Why The Pandemic Is A Bizarrely Perfect Time For a Breakup

Of course, not every aspect of ending a relationship during the COVID-19 pandemic is beneficial—in fact, the scaling-down of the spaces we’ve occupied during the last year has forced many people who’ve ended relationships to suffer the heartbreak in the same place where they experienced the good times. “During the winter, since indoor dining wasn’t an option, so much of the relationship played out at my apartment, in view of my roommates—so I felt subjected to their judgement and scrutiny as well, which compounded the bad feelings,” notes Alex, a 33-year-old public defender.

For Amanda, 35, a writer and podcast host, experiencing the end of a relationship during the pandemic was a bit more of a mixed bag. “I’ve had relationships crumble in the past and the absolute most nauseating thing to consider when you’re entrenched in your own colossal emotional shitstorm is having to go to an office and be like, ‘Hi Margaret, here are the files’ or whatever. Getting dumped during quarantine meant I could dissociate on Zoom and maybe even turn my camera off and cry,” says Amanda.

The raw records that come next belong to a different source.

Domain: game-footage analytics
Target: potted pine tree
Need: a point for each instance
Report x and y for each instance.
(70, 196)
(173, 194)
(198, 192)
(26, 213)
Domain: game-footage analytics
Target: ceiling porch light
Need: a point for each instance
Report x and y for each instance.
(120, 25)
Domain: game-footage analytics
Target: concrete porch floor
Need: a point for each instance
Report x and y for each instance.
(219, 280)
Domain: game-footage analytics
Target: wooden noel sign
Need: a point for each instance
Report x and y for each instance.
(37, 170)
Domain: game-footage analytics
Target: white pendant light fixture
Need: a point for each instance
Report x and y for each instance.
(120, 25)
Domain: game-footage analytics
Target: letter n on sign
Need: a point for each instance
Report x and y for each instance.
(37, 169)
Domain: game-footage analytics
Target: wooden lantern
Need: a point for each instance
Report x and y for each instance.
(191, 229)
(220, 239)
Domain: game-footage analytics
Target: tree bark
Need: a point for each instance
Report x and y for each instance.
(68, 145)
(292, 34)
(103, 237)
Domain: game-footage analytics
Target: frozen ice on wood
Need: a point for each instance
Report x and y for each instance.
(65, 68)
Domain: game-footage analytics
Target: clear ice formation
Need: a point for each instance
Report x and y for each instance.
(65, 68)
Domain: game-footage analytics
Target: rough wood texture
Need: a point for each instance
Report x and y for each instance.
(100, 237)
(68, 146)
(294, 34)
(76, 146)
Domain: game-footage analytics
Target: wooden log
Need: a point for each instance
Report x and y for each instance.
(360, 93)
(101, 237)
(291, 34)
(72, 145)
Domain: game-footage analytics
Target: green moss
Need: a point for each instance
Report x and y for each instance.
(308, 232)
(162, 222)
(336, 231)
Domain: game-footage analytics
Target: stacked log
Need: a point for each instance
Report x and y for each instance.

Still, privacy was no replacement for the comfort of the outside world: “All I wanted was to go out and do stuff, meet people, remember who the hell I was outside of the purview of someone who thought I was shitty enough to dump. Like, I really, really wanted to get back out into the world and let people remind me of my good qualities, and I couldn’t,” she adds.

Whether you found solace or mere solitude in your pandemic breakup, it can’t be said enough; you deserve as much time as you need to feel better. I’m not a big fan of hustle culture at the best of times, but there’s something distinctly wrong about the deeply internalized pressure to thrive that many of us place on ourselves—in a pandemic!—while we deal with the hard things in our lives, whether that’s something as relatively small as a breakup or as life-defining as the loss of a loved one.

In non-COVID times, I don’t think I would have given myself the time or space to mourn the end of a relationship that only lasted two months, but all the challenges of the past year—both small and large in scale—have taught me that it’s infinitely better to feel my feelings than to bottle them up. (After all, I refused to feel any hope about the pandemic’s end until I literally got a shot of the vaccine in my arm, and while that pessimism served its purpose in the moment, I want more for myself than a resigned embrace of the worst-case scenario.) Hopefully, the next relationship I embark on will cover more territory than just the distance between my apartment and hers; still, when and if it ends, I hope I give myself the room to deal in whatever way feels right, regardless of what the world expects from me.